What followed the failure to get me fired were libelous, anonymous postings on the internet that claimed I was fired from FSU for wanting to watch two married faculty members have sex and all kinds of other absurd lies. Someone even falsely impersonated a student and claimed I did things in my classes that bore no resemblance to anything I have ever done in a class. Additionally, in the fall of 2009, anonymous letters were sent to a number of faculty and students at FSU. Based on the feedback I got from the individuals who received these letters, I got nothing but sympathy and no one I was in touch with found these letters the least bit credible, given the bizarre style in which they were written and also the fact that the anonymous author lacked the courage to put his or her name to what was being alleged about me.  Note that although I do know who authored the letter to my Dean, I cannot prove who is behind the anonymous postings or other e-mails to the faculty, so people can read all this and draw their own conclusions.

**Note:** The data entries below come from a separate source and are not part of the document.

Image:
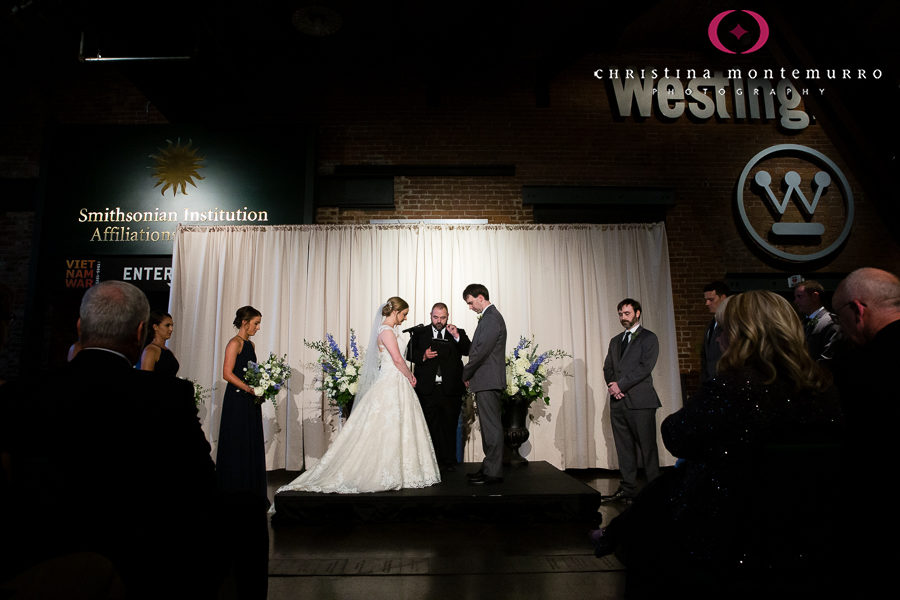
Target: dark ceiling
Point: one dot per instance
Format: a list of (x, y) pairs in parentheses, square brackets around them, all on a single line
[(262, 59)]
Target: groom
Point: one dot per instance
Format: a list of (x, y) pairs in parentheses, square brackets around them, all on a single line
[(485, 375)]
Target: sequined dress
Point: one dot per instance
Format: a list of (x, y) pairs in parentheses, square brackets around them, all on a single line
[(721, 434), (384, 445)]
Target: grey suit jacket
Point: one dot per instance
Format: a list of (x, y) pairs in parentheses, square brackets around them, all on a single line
[(486, 369), (632, 371)]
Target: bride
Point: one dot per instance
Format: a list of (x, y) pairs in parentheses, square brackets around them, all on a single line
[(385, 444)]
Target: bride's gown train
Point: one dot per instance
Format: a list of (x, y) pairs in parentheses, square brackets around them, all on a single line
[(384, 445)]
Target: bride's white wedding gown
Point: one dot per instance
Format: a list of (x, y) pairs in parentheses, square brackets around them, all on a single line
[(384, 445)]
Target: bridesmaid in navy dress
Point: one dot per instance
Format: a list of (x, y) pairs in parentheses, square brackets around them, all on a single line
[(241, 458), (156, 357)]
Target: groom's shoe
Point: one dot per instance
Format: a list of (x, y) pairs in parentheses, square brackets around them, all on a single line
[(485, 480)]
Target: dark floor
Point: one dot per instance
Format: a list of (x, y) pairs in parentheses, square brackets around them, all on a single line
[(454, 560)]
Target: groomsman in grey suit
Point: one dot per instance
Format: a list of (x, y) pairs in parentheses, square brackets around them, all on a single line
[(633, 400), (485, 375)]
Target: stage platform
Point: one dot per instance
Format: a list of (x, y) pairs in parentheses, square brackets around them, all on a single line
[(538, 491)]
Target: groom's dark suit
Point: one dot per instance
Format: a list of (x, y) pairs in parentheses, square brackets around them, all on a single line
[(634, 416), (441, 402), (112, 460)]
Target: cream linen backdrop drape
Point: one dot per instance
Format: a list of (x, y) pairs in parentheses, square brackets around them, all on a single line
[(560, 283)]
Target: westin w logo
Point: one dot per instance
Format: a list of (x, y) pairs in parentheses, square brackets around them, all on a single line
[(782, 213), (741, 29)]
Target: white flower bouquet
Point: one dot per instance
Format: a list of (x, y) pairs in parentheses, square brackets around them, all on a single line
[(200, 393), (340, 371), (268, 377)]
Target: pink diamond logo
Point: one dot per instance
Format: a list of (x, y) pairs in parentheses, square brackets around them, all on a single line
[(738, 32)]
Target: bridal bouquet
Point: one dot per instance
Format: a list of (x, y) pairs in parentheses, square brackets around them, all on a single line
[(268, 377), (340, 370), (527, 371)]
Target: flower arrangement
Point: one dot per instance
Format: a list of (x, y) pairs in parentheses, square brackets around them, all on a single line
[(340, 370), (527, 371), (200, 393), (268, 377)]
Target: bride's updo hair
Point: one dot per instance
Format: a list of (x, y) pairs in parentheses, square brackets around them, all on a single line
[(244, 313), (393, 303)]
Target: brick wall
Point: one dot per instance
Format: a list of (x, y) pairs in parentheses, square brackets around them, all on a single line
[(575, 140)]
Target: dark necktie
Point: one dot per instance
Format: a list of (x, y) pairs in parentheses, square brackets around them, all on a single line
[(809, 326)]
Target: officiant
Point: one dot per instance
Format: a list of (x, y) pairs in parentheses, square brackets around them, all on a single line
[(436, 352)]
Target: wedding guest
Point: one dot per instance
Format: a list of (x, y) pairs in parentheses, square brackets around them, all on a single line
[(120, 465), (867, 306), (710, 351), (698, 528), (156, 357)]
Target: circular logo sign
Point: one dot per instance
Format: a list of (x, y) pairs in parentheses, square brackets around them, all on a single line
[(739, 30), (795, 203)]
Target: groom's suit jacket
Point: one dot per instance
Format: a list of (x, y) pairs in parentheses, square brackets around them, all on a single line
[(486, 369), (450, 364), (110, 459), (632, 370)]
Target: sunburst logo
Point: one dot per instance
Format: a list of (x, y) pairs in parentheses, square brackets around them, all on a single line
[(176, 166)]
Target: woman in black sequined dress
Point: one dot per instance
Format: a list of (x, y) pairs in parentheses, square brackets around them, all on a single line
[(705, 526)]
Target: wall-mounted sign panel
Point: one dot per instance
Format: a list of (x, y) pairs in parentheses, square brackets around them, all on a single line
[(123, 190), (795, 203)]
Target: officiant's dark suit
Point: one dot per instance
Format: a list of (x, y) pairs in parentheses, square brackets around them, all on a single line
[(111, 460), (439, 382), (633, 413)]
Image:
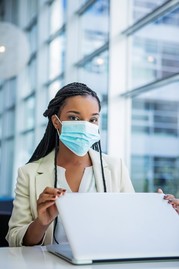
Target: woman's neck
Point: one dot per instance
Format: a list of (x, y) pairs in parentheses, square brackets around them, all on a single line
[(66, 157)]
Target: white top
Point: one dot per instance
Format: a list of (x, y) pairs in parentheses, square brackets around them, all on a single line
[(87, 185)]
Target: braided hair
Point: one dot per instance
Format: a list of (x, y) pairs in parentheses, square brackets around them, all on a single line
[(50, 139)]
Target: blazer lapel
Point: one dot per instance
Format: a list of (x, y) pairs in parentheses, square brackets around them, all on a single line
[(45, 174), (95, 157)]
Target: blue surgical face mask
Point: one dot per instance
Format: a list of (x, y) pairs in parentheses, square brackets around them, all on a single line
[(79, 136)]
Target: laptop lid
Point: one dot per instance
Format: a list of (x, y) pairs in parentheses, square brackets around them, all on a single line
[(114, 226)]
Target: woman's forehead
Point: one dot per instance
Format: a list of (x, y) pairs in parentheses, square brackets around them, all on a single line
[(79, 102)]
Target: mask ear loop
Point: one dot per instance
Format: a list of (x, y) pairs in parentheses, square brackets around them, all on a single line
[(59, 121)]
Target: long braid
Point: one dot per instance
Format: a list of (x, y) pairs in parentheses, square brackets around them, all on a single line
[(55, 185)]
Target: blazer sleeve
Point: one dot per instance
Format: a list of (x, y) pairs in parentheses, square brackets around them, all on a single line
[(21, 216), (125, 182)]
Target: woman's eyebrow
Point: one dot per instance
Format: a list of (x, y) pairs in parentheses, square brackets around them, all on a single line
[(78, 113)]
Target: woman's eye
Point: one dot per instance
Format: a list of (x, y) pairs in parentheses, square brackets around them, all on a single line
[(94, 120), (73, 118)]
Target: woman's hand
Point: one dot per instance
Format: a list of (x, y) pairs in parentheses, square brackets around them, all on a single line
[(171, 200), (46, 208)]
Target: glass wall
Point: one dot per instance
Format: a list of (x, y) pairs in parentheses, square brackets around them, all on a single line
[(153, 86), (93, 53)]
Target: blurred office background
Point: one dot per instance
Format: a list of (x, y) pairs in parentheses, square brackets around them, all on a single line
[(127, 51)]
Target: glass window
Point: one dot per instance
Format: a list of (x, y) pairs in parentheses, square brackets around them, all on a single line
[(155, 140), (26, 147), (57, 15), (9, 93), (155, 55), (32, 71), (28, 113), (140, 8), (6, 168), (1, 100), (9, 123), (33, 38), (93, 37), (56, 57)]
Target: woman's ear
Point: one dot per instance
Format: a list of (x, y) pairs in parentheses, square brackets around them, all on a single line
[(55, 122)]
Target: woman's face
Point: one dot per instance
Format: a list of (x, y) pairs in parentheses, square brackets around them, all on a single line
[(79, 108)]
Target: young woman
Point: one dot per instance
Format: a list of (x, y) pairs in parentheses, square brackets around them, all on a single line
[(68, 159)]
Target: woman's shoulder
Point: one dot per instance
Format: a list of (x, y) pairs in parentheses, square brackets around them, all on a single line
[(107, 159), (36, 164)]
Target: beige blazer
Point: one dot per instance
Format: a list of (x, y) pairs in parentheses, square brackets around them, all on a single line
[(34, 177)]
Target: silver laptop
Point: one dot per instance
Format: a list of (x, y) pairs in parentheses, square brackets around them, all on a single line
[(117, 226)]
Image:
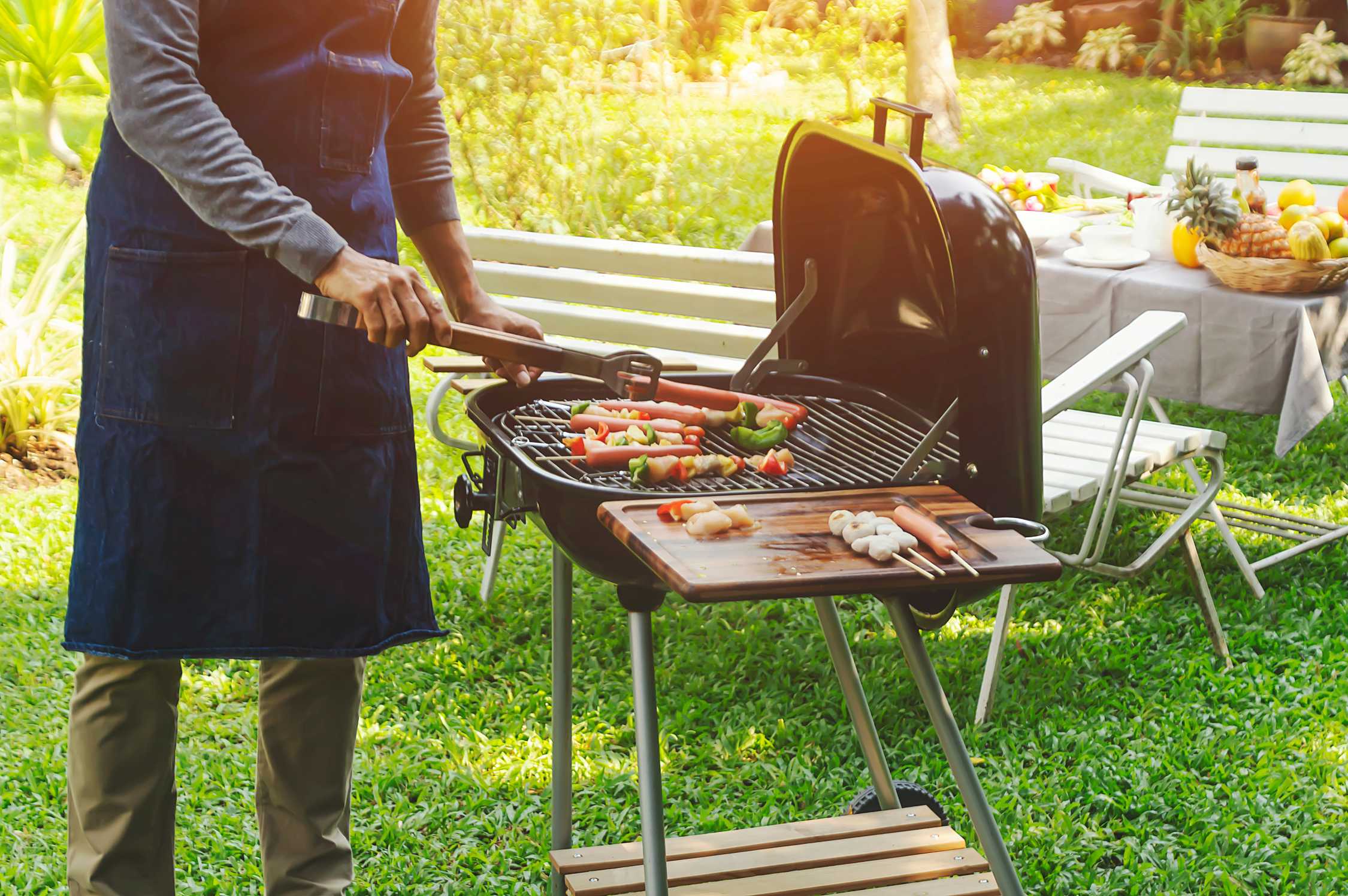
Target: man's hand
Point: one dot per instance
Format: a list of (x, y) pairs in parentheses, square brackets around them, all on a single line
[(483, 310), (392, 301)]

Dr. Gorski’s story has a happy ending although in some ways, his saga is ongoing. He continues in his tenure track faculty position and hospital position, but as someone who had yet to receive tenure, he was vulnerable. As a new PhD graduate, I am even more vulnerable and of course my attackers know this and take advantage of it. Another person who received a great deal of hate mail and harassment was Richard J. McNally, psychology professor at Harvard University. Fortunately, he already had tenure at the time and his institution and their lawyers solidly supported him and continue to do so. His student, Susan Clancy, now graduated with her PhD in Psychology and also on the faculty at a Harvard affiliated institution in Nicaragua, had it worse though. She ended up moving to Nicaragua, to get away from all the harassment she has had to endure. Elizabeth Loftus is another individual who has had to endure a highly malicious smear campaign because of her research findings on false memory. She has been even been the target of what in my opinion was a baseless lawsuit. Read Richard J. McNally’s Amicus brief on this case.

Some people just don’t seem to want to get the difference between defamation and legitimate criticism and exposure of pseudoscientific practices. Defamation means making maliciously intended false statements that harm a person’ s reputation. The kinds of anonymous attacks I have been subjected to, such as stating I was fired from FSU when I was not, stating I was criminally charged and arrested when I was not, that I am reported to the FBI’s terrorist hotline (I’m sure they get “reports” from cranks on a daily basis and know how to identify and distinguish them from legitimate reports) as a terrorist or have terrorist connections which I am not and do not, and a number of other lies clearly qualify. This is very different from what Dr. Gorski, Dr. McNally, Dr. Clancy and I have been doing, as none of these parties have lied about anyone or launched personal attacks on anyone. And no, criticizing a person’s writings and treatment recommendations, while they may be inappropriately taken personally, is not personal.

Whether what has happened to us will have chilling effects on others’ willingness to speak out and expose pseudoscience and potentially harmful practices has yet to be seen and will be determined by what each and every one of us does in the present to take a stand and refuse to be intimidated.